Never believe that a few caring people can’t change the world. For, indeed, that’s all who ever have. – Margaret Meade
After getting back from a busy week of camp and early professional development, I was happy to return to Charleston, smell the ocean air, and dream of going to the beach. On a trip to Sullivan’s Island I stepped foot into one of my favorite stores to be faced with utter shock. They were setting up their back to school aisle!!!!! Target, why do you hate me?
When I was young, I LOVED back to school shopping. When I am really honest with myself, I will admit this magical feeling still resounds within me today. An illusion that all of my marker tops will stay on, and my classroom will look the same way it does on the 1st day as the 180th… yeah right!
I was able to sit with a group of my high school friends last night and we were looking at the last two years in review (two are now in the medical field and one is a lawyer). “Billie Ann, how was your school year last year and what are you going to do on your summer off?” (Yes, I am the token teacher of the bunch).
I preceded to tell them about my year and how amazed I was that when I went looking for a side table for my outside patio seating on the way to the beach, I was faced with the ugly truth that Target was setting up their back to school aisle. The group of ladies smiled and recounted how they felt when they were able to go purchase their new pens and notebooks and gear up for a year of possibilities. We all came from middle class families that didn’t mind spending 50 cents more on a Lisa Frank folder instead of a plain blue one. It’s funny how those “fancy” notebooks fall apart just as fun as the plain ones do.
But what if your parents couldn’t buy you those nice shiny Lisa Frank notebooks? What if your family couldn’t even afford the bare minimum that the schools require? Well, what if your school provided you with one of the only tools you would need for the school year. An IPad. Sure, this device must be taught to be used as a tool and there will still be a need for a few pencils (for now!).

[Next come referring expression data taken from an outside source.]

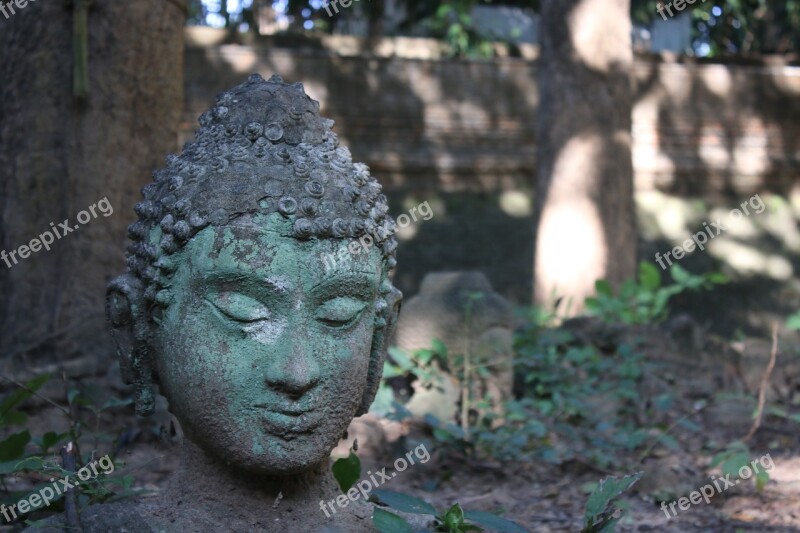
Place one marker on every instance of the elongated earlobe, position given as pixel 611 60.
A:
pixel 129 330
pixel 386 320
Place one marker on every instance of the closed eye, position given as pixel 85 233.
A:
pixel 340 312
pixel 238 307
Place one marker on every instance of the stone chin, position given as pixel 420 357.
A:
pixel 274 453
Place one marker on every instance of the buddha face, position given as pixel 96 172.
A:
pixel 263 352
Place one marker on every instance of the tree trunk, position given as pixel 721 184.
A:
pixel 59 155
pixel 584 211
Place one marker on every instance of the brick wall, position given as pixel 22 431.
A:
pixel 462 134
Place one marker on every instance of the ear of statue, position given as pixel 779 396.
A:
pixel 128 328
pixel 384 332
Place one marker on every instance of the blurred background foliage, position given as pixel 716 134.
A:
pixel 719 28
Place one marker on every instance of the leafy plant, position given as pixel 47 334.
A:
pixel 453 520
pixel 426 365
pixel 645 301
pixel 18 461
pixel 735 457
pixel 793 322
pixel 602 514
pixel 347 470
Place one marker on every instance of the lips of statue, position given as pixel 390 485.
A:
pixel 263 352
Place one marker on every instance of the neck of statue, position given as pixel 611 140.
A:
pixel 205 482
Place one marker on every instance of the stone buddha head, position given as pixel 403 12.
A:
pixel 264 354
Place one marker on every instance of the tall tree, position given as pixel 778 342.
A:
pixel 90 104
pixel 584 207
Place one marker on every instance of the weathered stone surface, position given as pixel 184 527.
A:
pixel 461 310
pixel 264 354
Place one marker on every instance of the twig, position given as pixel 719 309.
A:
pixel 71 496
pixel 277 500
pixel 762 391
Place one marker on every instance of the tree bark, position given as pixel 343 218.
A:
pixel 59 155
pixel 584 210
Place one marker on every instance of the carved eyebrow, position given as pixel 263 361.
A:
pixel 364 284
pixel 275 284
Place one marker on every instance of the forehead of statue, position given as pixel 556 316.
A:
pixel 267 253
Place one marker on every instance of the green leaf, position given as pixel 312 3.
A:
pixel 402 502
pixel 401 358
pixel 116 402
pixel 14 418
pixel 386 522
pixel 494 522
pixel 454 518
pixel 680 275
pixel 439 347
pixel 649 276
pixel 347 470
pixel 793 322
pixel 29 463
pixel 606 492
pixel 20 394
pixel 602 287
pixel 761 480
pixel 14 446
pixel 50 439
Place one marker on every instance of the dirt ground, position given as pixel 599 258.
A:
pixel 543 497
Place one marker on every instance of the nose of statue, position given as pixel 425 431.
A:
pixel 295 372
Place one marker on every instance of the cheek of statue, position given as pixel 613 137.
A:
pixel 265 364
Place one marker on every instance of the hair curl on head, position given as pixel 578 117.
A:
pixel 263 148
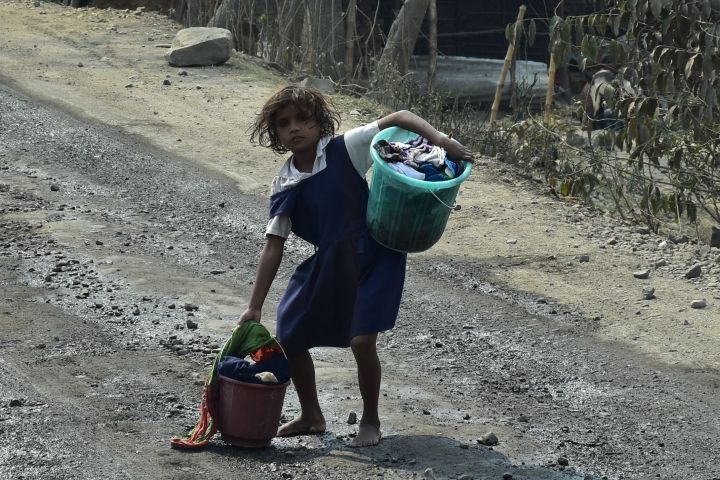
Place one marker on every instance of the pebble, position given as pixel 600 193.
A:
pixel 648 292
pixel 694 272
pixel 429 474
pixel 641 274
pixel 697 304
pixel 489 439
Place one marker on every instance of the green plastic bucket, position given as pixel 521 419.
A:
pixel 406 214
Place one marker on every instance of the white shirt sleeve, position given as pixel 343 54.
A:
pixel 357 143
pixel 279 225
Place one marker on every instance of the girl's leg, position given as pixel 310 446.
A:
pixel 369 375
pixel 311 420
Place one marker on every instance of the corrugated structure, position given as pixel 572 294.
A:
pixel 476 28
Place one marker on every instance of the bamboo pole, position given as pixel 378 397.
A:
pixel 550 89
pixel 509 56
pixel 350 39
pixel 432 53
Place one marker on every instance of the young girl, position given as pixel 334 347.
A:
pixel 350 288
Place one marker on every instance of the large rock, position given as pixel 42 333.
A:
pixel 200 46
pixel 709 233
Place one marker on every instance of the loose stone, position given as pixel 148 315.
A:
pixel 648 292
pixel 641 274
pixel 489 439
pixel 694 272
pixel 697 304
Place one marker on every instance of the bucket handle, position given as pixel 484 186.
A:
pixel 454 206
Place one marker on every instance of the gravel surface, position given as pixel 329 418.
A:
pixel 111 249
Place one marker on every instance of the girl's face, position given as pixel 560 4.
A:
pixel 297 130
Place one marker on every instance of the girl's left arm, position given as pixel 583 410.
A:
pixel 409 121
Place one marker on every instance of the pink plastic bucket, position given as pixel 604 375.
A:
pixel 249 414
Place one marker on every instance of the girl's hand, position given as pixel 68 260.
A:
pixel 250 314
pixel 457 151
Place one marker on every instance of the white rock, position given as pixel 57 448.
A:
pixel 698 304
pixel 200 46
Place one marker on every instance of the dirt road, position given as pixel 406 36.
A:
pixel 110 226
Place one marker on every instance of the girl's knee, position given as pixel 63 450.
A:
pixel 363 344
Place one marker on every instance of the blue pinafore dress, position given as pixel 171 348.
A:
pixel 351 285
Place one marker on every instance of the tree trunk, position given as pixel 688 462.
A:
pixel 350 39
pixel 403 35
pixel 291 17
pixel 509 58
pixel 326 37
pixel 235 15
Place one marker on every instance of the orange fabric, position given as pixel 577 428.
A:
pixel 265 352
pixel 206 426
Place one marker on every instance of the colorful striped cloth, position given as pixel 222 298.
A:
pixel 246 339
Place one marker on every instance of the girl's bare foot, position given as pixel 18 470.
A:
pixel 302 426
pixel 368 435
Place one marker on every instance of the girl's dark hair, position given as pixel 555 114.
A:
pixel 311 101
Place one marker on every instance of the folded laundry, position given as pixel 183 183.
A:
pixel 418 158
pixel 244 371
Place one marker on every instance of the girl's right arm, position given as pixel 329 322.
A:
pixel 268 265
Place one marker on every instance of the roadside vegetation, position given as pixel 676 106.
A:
pixel 641 141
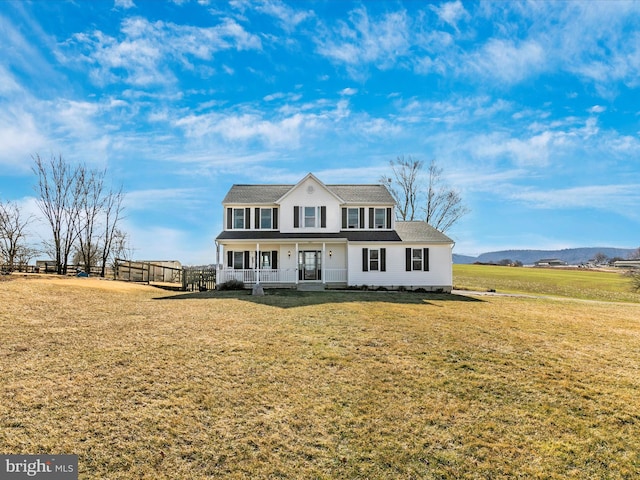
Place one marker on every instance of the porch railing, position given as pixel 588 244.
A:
pixel 285 276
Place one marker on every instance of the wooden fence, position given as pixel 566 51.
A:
pixel 186 279
pixel 196 278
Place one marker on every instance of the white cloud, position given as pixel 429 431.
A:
pixel 364 40
pixel 621 198
pixel 148 51
pixel 451 13
pixel 289 17
pixel 125 4
pixel 597 109
pixel 506 60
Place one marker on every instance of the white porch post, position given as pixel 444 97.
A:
pixel 324 261
pixel 218 269
pixel 297 264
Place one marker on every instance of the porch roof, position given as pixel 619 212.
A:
pixel 351 236
pixel 270 194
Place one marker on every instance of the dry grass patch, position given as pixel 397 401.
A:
pixel 145 384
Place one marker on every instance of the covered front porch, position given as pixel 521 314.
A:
pixel 284 265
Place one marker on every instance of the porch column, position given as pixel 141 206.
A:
pixel 324 261
pixel 297 265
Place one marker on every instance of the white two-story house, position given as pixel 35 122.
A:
pixel 328 236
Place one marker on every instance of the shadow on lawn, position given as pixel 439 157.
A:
pixel 293 298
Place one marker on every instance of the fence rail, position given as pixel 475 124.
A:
pixel 186 279
pixel 200 279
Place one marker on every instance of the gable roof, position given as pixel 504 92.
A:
pixel 420 232
pixel 271 194
pixel 314 179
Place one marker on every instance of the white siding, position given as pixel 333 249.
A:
pixel 439 274
pixel 310 194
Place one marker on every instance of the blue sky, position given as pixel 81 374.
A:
pixel 531 108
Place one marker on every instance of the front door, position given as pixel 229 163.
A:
pixel 310 265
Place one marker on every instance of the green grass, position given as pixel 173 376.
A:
pixel 146 384
pixel 580 283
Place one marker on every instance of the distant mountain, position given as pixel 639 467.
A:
pixel 573 256
pixel 463 259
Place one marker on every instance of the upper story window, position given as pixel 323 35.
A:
pixel 380 218
pixel 238 218
pixel 353 217
pixel 266 218
pixel 309 217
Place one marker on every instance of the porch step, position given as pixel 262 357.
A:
pixel 311 287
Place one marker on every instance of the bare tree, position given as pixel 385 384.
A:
pixel 444 206
pixel 404 186
pixel 12 233
pixel 114 241
pixel 58 196
pixel 91 203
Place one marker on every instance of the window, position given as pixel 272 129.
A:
pixel 309 217
pixel 238 260
pixel 238 218
pixel 265 218
pixel 353 217
pixel 374 259
pixel 417 259
pixel 265 259
pixel 380 218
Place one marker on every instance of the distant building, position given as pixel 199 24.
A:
pixel 627 264
pixel 550 262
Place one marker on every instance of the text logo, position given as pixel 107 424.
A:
pixel 45 467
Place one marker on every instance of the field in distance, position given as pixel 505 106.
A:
pixel 144 383
pixel 583 284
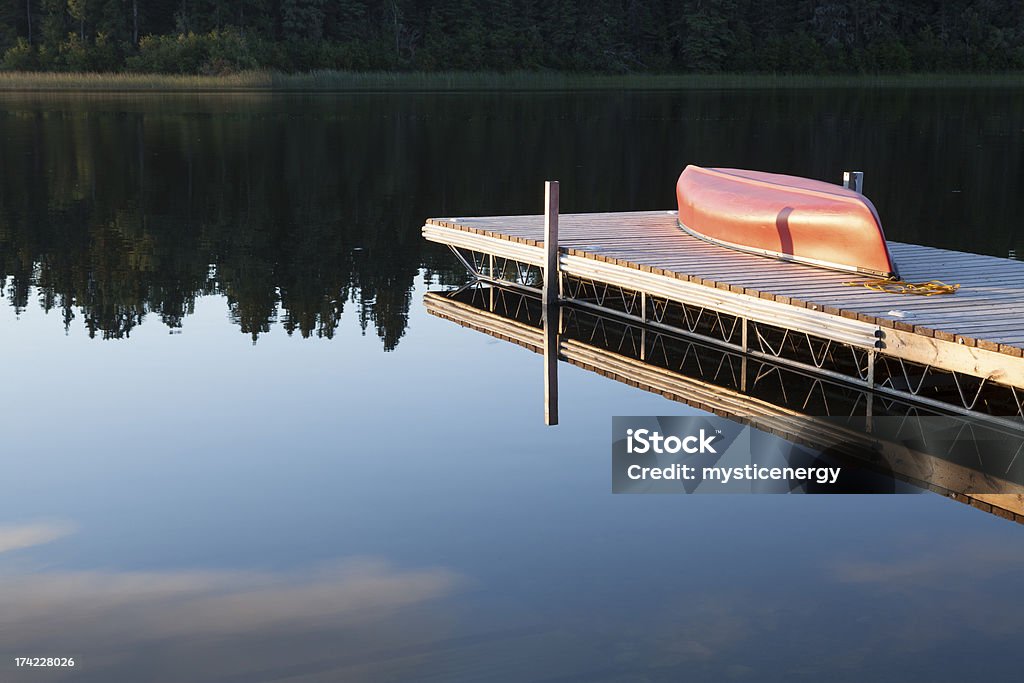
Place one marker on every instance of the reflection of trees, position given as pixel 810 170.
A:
pixel 293 208
pixel 112 215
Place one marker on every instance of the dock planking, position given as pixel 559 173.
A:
pixel 987 311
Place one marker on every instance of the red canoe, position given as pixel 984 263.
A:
pixel 784 217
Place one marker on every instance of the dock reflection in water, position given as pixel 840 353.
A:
pixel 971 458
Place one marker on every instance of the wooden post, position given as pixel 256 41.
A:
pixel 550 242
pixel 552 324
pixel 551 312
pixel 854 180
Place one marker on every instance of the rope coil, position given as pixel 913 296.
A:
pixel 931 288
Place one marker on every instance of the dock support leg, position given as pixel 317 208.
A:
pixel 742 359
pixel 491 271
pixel 551 312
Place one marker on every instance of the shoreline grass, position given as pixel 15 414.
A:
pixel 334 81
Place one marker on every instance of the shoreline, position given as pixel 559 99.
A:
pixel 332 81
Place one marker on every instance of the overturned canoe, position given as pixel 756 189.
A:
pixel 784 217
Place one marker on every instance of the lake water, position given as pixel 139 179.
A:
pixel 236 447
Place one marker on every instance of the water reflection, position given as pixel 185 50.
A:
pixel 118 208
pixel 878 438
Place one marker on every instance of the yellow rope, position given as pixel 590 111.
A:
pixel 931 288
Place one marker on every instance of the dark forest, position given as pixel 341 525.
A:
pixel 602 36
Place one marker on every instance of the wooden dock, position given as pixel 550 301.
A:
pixel 963 349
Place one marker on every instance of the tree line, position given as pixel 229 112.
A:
pixel 598 36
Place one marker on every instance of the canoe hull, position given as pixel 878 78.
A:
pixel 784 217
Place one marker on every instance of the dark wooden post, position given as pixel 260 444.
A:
pixel 551 313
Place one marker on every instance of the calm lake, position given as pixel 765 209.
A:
pixel 236 446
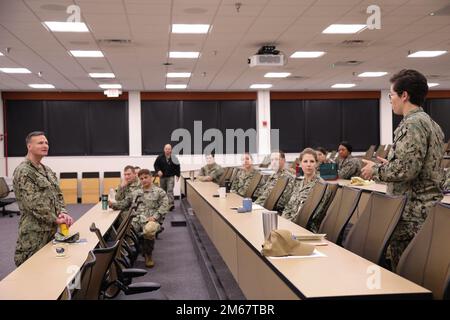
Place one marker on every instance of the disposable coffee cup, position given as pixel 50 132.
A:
pixel 270 222
pixel 60 249
pixel 222 192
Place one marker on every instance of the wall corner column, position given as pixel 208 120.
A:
pixel 263 125
pixel 134 123
pixel 386 131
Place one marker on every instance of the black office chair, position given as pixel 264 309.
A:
pixel 4 201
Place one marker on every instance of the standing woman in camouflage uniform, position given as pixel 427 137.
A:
pixel 40 200
pixel 412 167
pixel 245 175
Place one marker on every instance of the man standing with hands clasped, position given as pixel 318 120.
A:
pixel 40 200
pixel 412 167
pixel 167 167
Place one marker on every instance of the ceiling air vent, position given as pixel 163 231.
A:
pixel 354 43
pixel 114 42
pixel 348 63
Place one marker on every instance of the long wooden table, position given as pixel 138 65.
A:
pixel 44 276
pixel 239 237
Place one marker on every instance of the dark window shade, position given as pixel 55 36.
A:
pixel 22 117
pixel 323 123
pixel 108 128
pixel 73 128
pixel 66 127
pixel 360 123
pixel 439 111
pixel 238 115
pixel 159 119
pixel 205 111
pixel 289 118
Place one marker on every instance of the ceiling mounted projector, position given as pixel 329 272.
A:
pixel 267 56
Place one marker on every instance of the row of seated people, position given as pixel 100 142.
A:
pixel 310 202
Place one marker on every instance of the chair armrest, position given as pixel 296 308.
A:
pixel 142 287
pixel 133 272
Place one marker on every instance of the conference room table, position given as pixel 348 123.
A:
pixel 44 276
pixel 333 272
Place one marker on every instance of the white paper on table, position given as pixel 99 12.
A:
pixel 257 207
pixel 316 254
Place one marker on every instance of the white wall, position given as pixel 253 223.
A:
pixel 2 140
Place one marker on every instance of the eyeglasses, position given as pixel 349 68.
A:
pixel 390 95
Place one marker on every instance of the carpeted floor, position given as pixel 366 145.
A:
pixel 176 266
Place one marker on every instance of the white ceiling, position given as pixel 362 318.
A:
pixel 290 24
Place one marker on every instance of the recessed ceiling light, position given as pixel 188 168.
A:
pixel 176 86
pixel 102 75
pixel 15 70
pixel 110 86
pixel 184 54
pixel 343 85
pixel 178 74
pixel 344 28
pixel 41 86
pixel 277 74
pixel 426 54
pixel 372 74
pixel 86 53
pixel 261 86
pixel 57 26
pixel 190 28
pixel 307 54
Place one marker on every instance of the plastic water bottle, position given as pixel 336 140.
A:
pixel 112 195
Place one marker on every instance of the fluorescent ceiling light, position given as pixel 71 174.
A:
pixel 183 54
pixel 176 86
pixel 86 53
pixel 41 86
pixel 277 74
pixel 344 28
pixel 110 86
pixel 343 85
pixel 102 75
pixel 190 28
pixel 57 26
pixel 178 74
pixel 307 54
pixel 15 70
pixel 260 86
pixel 426 54
pixel 372 74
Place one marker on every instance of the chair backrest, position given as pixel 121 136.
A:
pixel 308 208
pixel 328 171
pixel 275 193
pixel 254 182
pixel 266 162
pixel 111 179
pixel 103 259
pixel 225 175
pixel 85 278
pixel 4 189
pixel 370 235
pixel 426 260
pixel 369 152
pixel 339 213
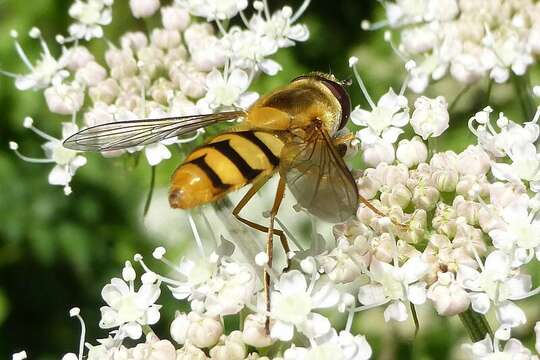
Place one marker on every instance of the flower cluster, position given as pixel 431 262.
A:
pixel 191 64
pixel 468 39
pixel 457 231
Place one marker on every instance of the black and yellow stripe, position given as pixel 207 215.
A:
pixel 226 163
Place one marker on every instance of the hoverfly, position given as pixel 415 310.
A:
pixel 291 130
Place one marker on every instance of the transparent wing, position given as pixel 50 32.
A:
pixel 318 177
pixel 125 134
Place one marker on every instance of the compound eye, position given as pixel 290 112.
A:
pixel 344 100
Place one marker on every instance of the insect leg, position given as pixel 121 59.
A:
pixel 379 212
pixel 270 230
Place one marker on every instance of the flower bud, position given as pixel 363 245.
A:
pixel 179 328
pixel 392 174
pixel 105 91
pixel 165 39
pixel 143 8
pixel 445 180
pixel 418 39
pixel 474 161
pixel 91 74
pixel 191 82
pixel 377 153
pixel 190 352
pixel 254 332
pixel 430 117
pixel 425 197
pixel 230 348
pixel 399 195
pixel 64 99
pixel 204 331
pixel 537 331
pixel 467 209
pixel 175 18
pixel 416 227
pixel 448 297
pixel 412 152
pixel 385 247
pixel 134 41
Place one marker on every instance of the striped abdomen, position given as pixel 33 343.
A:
pixel 226 163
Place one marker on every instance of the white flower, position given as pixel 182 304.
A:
pixel 21 355
pixel 204 331
pixel 378 152
pixel 448 296
pixel 488 349
pixel 230 347
pixel 412 152
pixel 254 331
pixel 279 27
pixel 521 228
pixel 332 346
pixel 66 161
pixel 430 117
pixel 64 98
pixel 292 305
pixel 179 328
pixel 395 284
pixel 91 15
pixel 175 18
pixel 143 8
pixel 128 309
pixel 42 73
pixel 226 90
pixel 383 121
pixel 153 349
pixel 496 283
pixel 215 9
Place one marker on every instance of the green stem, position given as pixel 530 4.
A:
pixel 523 95
pixel 476 324
pixel 415 319
pixel 150 191
pixel 488 92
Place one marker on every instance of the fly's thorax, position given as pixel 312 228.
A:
pixel 298 105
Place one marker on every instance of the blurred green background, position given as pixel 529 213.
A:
pixel 57 252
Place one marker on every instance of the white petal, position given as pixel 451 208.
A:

Ipads level the playing field for all students and make learning and opportunities fair. They also won’t fall apart in less than two months and you can use them year after year. Last week, I was able to tag along with an Apple Distinguished Educator as she presented at multiple venues. Some of the questions and comments that arose were the same. Ipads are too expensive for my school. My solution to this problem? Look at your school’s copy costs and divide by two. That is what Ipads will save you at least. Use that money to invest in Ipads and your students. Try out one pilot classroom within your school. That’s what my school did. Track the data and see the transformation within one classroom.
Title One school? Use an allotment of that money to fund a few pilot classrooms and then analyze the same data. I believe your behavior issues and costs will be reduced drastically in one school term for those classrooms you choose to pilot… our did. If you are an affluent school and have the funds to purchase iPads for every child, then what are you waiting for?
Are you scared that your teachers are not ready, or you are unsure which teachers should have the pilot classrooms? I and other fellow teachers hear your pain. We were handed these tools with little to NO PD, but we figured out how to maximize results and now we are here for you. Contact us and set up a tour through a classroom that utilizes Ipads appropriately!
What are you waiting for? Target is already setting up their back to school shopping supplies, so what will you invest in this year? Cheap folders that will fall apart in the first quarter or a tool that you can use for years that will inspire and motivate students and teachers alike!